- Supreme Court of Canada

Hearing: December 8, 1997 Judgment: April 9, 1998
- Full case name: Les Éditions Vice‑Versa inc. and Gilbert Duclos v. Gilbert Duclos
- Citations: [1998] 1 S.C.R. 591
- Docket No.: 25579
- Prior history: Judgement for Aubry at the Court of Appeal for Quebec.
- Ruling: Appeal dismissed.

Holding
- The conflict between the rights to privacy and expression under the Quebec Charter of Human Rights and Freedoms can only be resolved in the context of individual cases. An artist's right to publish their work is not absolute.

Court membership
- Chief Justice: Antonio Lamer Puisne Justices: Claire L'Heureux-Dubé, Charles Gonthier, Peter Cory, Beverley McLachlin, Frank Iacobucci, John C. Major, Michel Bastarache, Ian Binnie

Reasons given
- Majority: L'Heureux-Dubé and Bastarache JJ., joined by Gonthier, Cory, and Iacobucci JJ.
- Dissent: Lamer C.J.
- Dissent: Major J.
- Binnie and McLachlin JJ. took no part in the consideration or decision of the case.

= Aubry v Éditions Vice-Versa Inc =

Aubry v Éditions Vice-Versa Inc, [1998] 1 S.C.R. 591, was a decision by the Supreme Court of Canada in which the claimant, Pascale Claude Aubry, brought an action against Éditions Vice-Versa for publishing a photo taken of her in public. She claimed the photographing was a violation of her right to privacy under the Quebec Charter of Human Rights and Freedoms. The Court held that under Quebec law a photographer can take photographs in public places but may not publish the picture unless permission has been obtained from the subject.

The Court limited this requirement to exclude persons whose photographs were taken during an event of public interest. That is, a person of public interest or equally an unknown person who is implicated in a public matter cannot claim image rights. Consequently, anyone whose photograph was incidental to a photo of some matter will be treated as part of the background and will not be able to claim their rights were violated.

== Background ==
In 1987, Gilbert Duclos, a photographer for Éditions Vice-Versa took a photograph of a teenaged Pascale Claude Aubry resting on the steps of a building by a public street in Montreal. The photo was published in an edition issue alongside essays about life in Montreal and Vancouver. After Aubry's classmates saw the photo and laughed at her, she initiated a lawsuit against the magazine and the photographer.

Both sides agreed that the photo was taken in a public place and without Aubry's consent. Aubry argued that the photograph violated her privacy rights under Section 4 of the Quebec Charter of Human Rights and Freedoms, which says that “[e]very person has a right to respect for his private life.” Éditions Vice-Versa argued that such an interpretation would violate its Section 3 right to free expression found in the same document.

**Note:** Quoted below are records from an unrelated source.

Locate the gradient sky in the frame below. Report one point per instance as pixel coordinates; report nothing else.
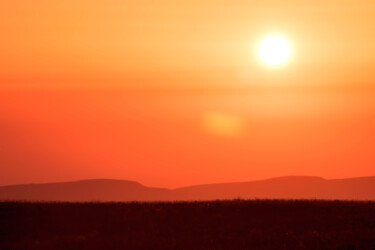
(172, 93)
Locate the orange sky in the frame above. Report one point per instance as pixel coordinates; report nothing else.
(172, 93)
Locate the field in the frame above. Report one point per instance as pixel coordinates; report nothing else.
(237, 224)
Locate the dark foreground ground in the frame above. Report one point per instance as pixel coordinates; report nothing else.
(259, 224)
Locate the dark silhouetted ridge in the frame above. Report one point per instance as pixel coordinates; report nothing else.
(289, 187)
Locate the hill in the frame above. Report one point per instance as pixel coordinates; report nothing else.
(291, 187)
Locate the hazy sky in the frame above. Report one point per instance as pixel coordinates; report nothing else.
(172, 93)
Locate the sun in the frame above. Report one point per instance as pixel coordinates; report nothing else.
(274, 50)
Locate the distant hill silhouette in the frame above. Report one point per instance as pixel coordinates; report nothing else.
(291, 187)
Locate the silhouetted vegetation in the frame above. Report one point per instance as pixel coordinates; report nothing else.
(233, 224)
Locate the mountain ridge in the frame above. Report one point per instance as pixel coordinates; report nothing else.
(284, 187)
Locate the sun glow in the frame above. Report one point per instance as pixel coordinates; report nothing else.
(274, 50)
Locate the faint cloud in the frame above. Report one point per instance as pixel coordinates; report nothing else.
(223, 124)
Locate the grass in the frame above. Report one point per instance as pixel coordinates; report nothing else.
(236, 224)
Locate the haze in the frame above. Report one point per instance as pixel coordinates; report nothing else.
(174, 94)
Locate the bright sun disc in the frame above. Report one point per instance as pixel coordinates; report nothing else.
(274, 50)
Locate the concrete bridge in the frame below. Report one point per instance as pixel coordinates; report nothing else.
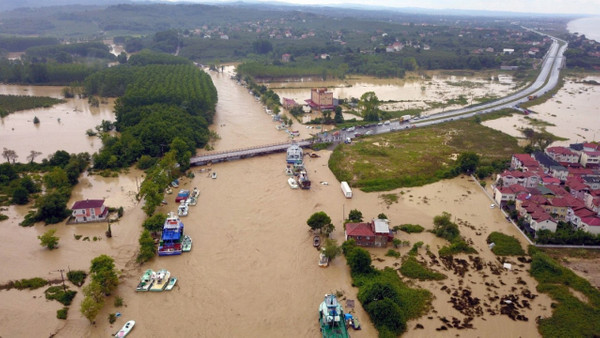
(237, 154)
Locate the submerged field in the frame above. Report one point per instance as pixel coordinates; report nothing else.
(418, 156)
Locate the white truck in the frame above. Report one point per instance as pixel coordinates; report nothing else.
(346, 189)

Aubry was awarded $1500 in damages in the lower courts, and the defendants appealed the decision from the Quebec Court of Appeal to the Supreme Court.

== Ruling ==
The Court held that under Quebec law a photographer can take photographs in public places but may not publish the picture unless permission has been obtained from the subject.

The Court limited this requirement to exclude persons whose photographs were taken during an event of public interest. That is, a person of public interest or equally an unknown person who is implicated in a public matter cannot claim image rights. Consequently, anyone whose photograph was incidental to a photo of some matter will be treated as part of the background and will not be able to claim their rights were violated.

==Aftermath==
Photojournalist and photographers groups took issue with the decision, arguing that it had the potential to create a chilling effect on their profession. Justice Bastarache later referred to the case in Syndicat Northcrest v. Amselem (2004), to discuss how the Quebec Charter is relevant to personal disputes. The photo became part of the public domain since it was handed to the Supreme Court.

By the time of the decision in April 1998, Éditions Vice-Versa was defunct.